Abstract
A plate-tectonic model for the evolution of Middle America and the Gulf of Mexico-Caribbean Sea region is presented. The model, which is based upon the existence of the Mojave-Sonora megashear, incorporates into the Triassic Pangea reconstruction three microplates between North and South America, thus avoiding the overlap of the Bullard fit. These plates are the Yaqui, bounded on the north by the Mojave-Sonora megashear; the east and west Maya plates, bounded on the north by the Mexican volcanic zone and on the south by a predecessor of the Motagua fault zone; and the Chortis plate (parts of Guatemala and Honduras). During Late Jurassic time, as North America split away from Europe, Africa, and South America, shear, with left-lateral sense of displacement, occurred along the transform faults that bounded the micro-plates.
If ∼800 km of left-lateral displacement along the Mojave-Sonora megashear, ∼300 km along the Mexican volcanic belt, and ∼1,300 km along a proto-Motagua megashear are restored, and if Yucatan and Cuba are rotated to fit against northern South America, then (1) a curvilinear belt of late Paleozoic rocks that show lithologic as well as paleontologic similarities extends across the reconstruction and links outcrops in Texas, eastern Mexico, nuclear Central America, and Colombia; (2) a Mediterranean-like sea is delineated that was a precursor of most of the present Gulf of Mexico; (3) correlation is implied between the distinctive quartzose San Cayetano Formation of Cuba and the Caracas and Juan Griego Groups of Venezuela.
Geometric constraints suggest that probably shear initially occurred along the Mexican volcanic zone near the end of the Middle Jurassic. Subsequently, probably about 160 m.y. ago, displacements that total ∼800 km began along the Mojave-Sonora megashear. Contemporaneously, Yucatan and fragments of pre-Cretaceous rocks that compose parts of central and western Cuba migrated northward toward their present positions. Rotation of Yucatan was facilitated by considerable displacement along the proto-Motagua zone and along a zone that is probably coincident with the modern Salina Cruz fault. Accumulation of widespread major salt units of Late Jurassic (Callovian to early Oxfordian) age in the Gulf Basin probably occurred contemporaneously with the arrival of these blocks at their present positions. Clastic units that interfinger with some of the youngest salt units and rim the Gulf of Mexico have not recorded major recognized translations since their accumulation.
Clockwise rotation of South America and the Chortis plate occurred during Early Cretaceous time. This movement, which was manifested by subduction of Jurassic ocean floor against the previously rifted precursor of the island of Cuba and under parts of Hispaniola and Puerto Rico, is recorded by circum-Caribbean orogeny.
Abrupt changes in the relative motions between North and South America during Late Cretaceous time may have resulted in extension and outpourings of basalt upon the Jurassic rocks of the ocean floor of the Venezuelan Basin. West of Beata Ridge, sea-floor spreading formed the Colombian Basin. Related subduction occurred as the Chortis plate (including part of Central America, the Nicaraguan Rise, and southeastern Cuba) was sutured against the Maya East plate along the present Motagua fault and Cayman Trench.

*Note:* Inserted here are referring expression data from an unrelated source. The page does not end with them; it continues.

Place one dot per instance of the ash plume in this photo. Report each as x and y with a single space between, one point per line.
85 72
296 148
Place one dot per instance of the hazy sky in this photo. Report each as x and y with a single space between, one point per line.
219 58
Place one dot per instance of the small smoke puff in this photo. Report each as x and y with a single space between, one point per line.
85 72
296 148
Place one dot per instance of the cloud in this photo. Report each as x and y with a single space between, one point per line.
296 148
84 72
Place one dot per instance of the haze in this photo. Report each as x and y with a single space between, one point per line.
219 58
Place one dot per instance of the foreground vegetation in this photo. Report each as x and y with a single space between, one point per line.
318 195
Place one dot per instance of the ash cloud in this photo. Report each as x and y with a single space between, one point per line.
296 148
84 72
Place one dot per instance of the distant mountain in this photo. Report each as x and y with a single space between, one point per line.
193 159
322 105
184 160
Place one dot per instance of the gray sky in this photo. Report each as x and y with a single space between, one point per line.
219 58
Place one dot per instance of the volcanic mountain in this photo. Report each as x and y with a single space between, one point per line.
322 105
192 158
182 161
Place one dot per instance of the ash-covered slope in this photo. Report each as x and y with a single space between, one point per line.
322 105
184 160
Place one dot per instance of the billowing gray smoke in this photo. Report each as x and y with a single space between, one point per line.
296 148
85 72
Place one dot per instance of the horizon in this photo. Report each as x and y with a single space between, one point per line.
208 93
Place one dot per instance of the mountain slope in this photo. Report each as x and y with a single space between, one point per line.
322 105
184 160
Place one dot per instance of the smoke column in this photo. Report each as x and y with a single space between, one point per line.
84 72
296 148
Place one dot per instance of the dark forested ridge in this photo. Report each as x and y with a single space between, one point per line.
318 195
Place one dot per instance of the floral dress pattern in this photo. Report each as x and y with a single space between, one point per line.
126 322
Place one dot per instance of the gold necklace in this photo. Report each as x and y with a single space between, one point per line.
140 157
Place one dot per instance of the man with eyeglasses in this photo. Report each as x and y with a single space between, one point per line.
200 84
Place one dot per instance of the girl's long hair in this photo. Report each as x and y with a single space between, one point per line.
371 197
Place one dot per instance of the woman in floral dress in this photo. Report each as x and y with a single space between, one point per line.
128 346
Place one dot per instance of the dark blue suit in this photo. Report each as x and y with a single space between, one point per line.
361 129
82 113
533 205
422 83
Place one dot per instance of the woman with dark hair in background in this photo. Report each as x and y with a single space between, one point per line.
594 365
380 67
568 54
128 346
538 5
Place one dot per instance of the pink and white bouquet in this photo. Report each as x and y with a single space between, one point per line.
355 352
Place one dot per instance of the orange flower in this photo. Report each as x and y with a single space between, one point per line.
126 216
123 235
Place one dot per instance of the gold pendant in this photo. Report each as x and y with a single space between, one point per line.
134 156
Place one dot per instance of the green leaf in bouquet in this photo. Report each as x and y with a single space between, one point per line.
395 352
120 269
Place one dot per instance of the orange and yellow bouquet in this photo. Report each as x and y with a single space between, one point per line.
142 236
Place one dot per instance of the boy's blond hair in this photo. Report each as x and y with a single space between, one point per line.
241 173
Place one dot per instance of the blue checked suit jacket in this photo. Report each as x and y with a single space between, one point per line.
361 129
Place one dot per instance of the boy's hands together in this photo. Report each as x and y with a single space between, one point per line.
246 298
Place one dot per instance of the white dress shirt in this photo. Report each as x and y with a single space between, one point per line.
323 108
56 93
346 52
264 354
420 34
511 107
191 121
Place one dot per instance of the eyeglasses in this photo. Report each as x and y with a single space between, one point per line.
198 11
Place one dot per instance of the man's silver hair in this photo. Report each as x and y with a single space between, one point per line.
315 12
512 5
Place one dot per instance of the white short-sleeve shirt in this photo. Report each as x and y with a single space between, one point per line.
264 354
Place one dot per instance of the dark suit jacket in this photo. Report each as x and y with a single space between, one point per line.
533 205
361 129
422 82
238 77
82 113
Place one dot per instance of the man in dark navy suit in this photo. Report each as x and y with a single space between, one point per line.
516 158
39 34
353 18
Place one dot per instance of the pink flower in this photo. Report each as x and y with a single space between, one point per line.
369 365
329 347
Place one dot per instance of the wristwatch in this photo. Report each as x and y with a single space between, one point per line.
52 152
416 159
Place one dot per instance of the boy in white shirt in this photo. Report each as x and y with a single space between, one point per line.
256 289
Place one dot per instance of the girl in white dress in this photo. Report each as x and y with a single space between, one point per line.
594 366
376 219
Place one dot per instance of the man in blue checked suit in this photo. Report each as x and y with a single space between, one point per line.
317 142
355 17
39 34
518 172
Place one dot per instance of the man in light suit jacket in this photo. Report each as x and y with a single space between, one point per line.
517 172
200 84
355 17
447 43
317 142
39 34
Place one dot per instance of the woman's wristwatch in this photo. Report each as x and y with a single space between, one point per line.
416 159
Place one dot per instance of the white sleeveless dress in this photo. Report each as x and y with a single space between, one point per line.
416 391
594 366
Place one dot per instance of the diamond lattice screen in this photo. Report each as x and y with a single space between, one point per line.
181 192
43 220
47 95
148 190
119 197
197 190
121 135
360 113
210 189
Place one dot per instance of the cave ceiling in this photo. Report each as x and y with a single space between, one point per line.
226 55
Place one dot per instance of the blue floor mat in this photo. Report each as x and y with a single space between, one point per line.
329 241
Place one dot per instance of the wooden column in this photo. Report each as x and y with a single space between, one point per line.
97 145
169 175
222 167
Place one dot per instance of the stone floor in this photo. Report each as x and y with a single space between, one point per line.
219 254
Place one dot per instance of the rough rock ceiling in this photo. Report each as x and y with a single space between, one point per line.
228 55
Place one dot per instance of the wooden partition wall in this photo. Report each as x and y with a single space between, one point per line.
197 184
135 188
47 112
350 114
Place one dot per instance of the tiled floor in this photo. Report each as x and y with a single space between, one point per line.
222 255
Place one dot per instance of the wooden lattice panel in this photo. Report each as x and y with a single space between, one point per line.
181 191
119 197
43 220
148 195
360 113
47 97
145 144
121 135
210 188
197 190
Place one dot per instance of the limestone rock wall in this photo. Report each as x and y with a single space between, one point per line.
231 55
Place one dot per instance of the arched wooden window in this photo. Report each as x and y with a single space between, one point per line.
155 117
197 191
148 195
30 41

Our model is constrained by published geologic data, the relative positions of North and South America from Atlantic sea-floor magnetic anomalies, and the requirement that the major transform faults be compatible with the poles of rotation for the appropriate relative motions between North and South America. Paleomagnetic data from Middle America are sparse but do not conflict with the predicted motions of some of the microplates, especially Chortis.